Der Mythos der „geöffneten Grenzen“
Mit der Forderung nach geschlossenen Grenzen knüpft Merz an ein Narrativ an, das seit 2015 von Kritikern der damaligen Bundesregierung wiederholt wurde: Angela Merkel habe die Grenzen geöffnet und damit die Kontrolle über die Migration verloren. Doch diese Darstellung ist historisch falsch.
Die Grenzen Deutschlands waren 2015 nicht „geöffnet“ worden – sie waren es bereits seit dem Beitritt Deutschlands zum Schengen-Raum.
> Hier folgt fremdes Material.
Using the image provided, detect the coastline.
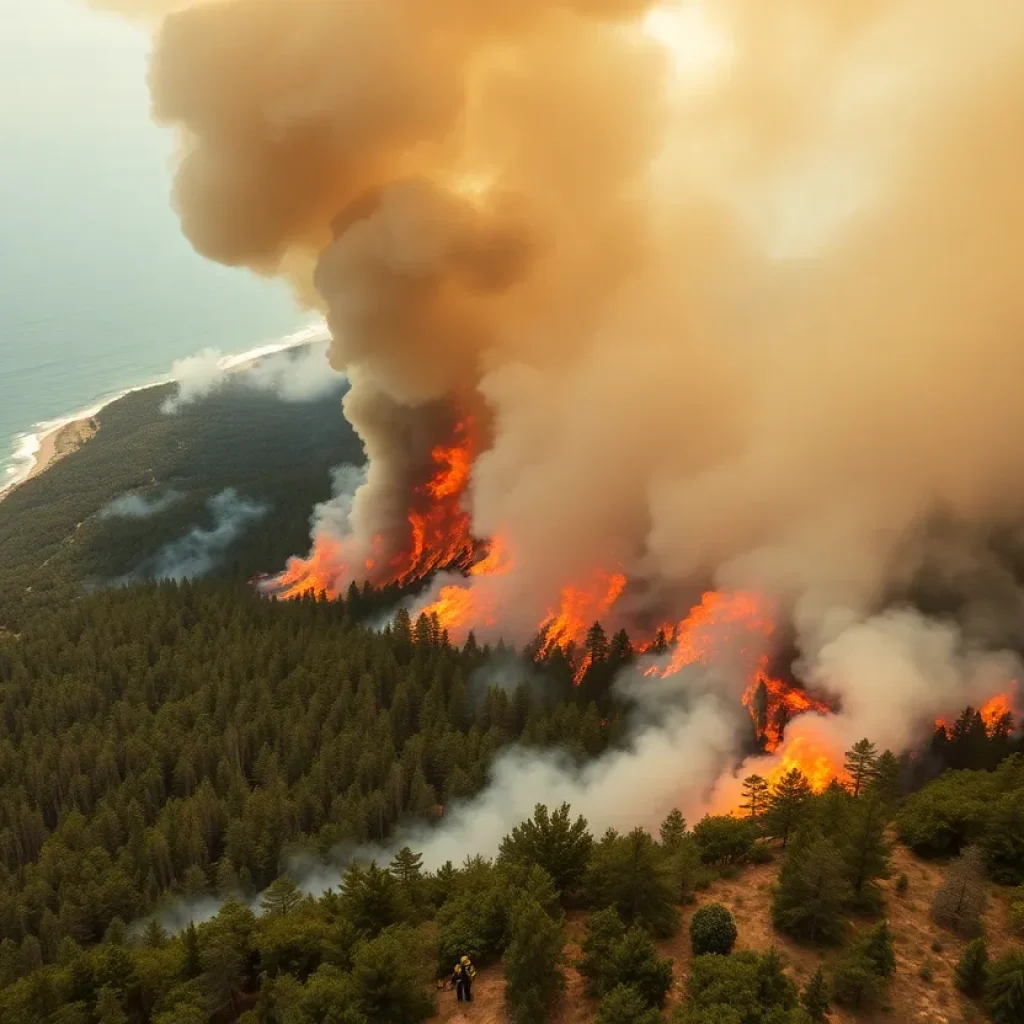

Das, was 2015 geschah, war keine Öffnung, sondern der Verzicht auf die vorübergehende Wiedereinführung von Grenzkontrollen. Merkel hat also nicht entschieden, etwas zu öffnen, sondern in einer humanitären Ausnahmesituation entschieden, etwas nicht zu schließen. Es war eine Reaktion auf eine Situation, in der Tausende Menschen bereits in Europa unterwegs waren, auf der Suche nach Schutz vor Krieg und Verfolgung. Die Entscheidung war rechtlich und moralisch begründet, nicht zuletzt durch die Genfer Flüchtlingskonvention und das Grundrecht auf Asyl.
Eine Grenze der Debatte
Die politische Debatte um Migration leidet seit Jahren unter vereinfachenden Mythen und falschen Dichotomien: offen oder geschlossen, Kontrolle oder Chaos. Doch Migration ist kein Schalter, der einfach umgelegt werden kann. Sie ist ein Phänomen, das globaler Kooperation, langfristiger Strategien und einer differenzierten Auseinandersetzung bedarf.
Friedrich Merz liefert keine Antworten auf diese Herausforderungen. Seine Forderung mag in der Rhetorik nach Stärke klingen, doch sie untergräbt die europäischen Errungenschaften, verletzt rechtliche Grundsätze und führt nicht zu tragfähigen Lösungen. Vielmehr trägt sie zur Spaltung der Gesellschaft bei, indem sie Ängste schürt und falsche Erwartungen weckt.
Am Ende bleibt die Frage: Wie viele Menschen glauben noch an diese Mythen – und wie viele verlangen endlich nach einer Politik, die ehrlich und faktenbasiert ist? Eine Politik, die nicht an Grenzen scheitert, sondern sie überwindet.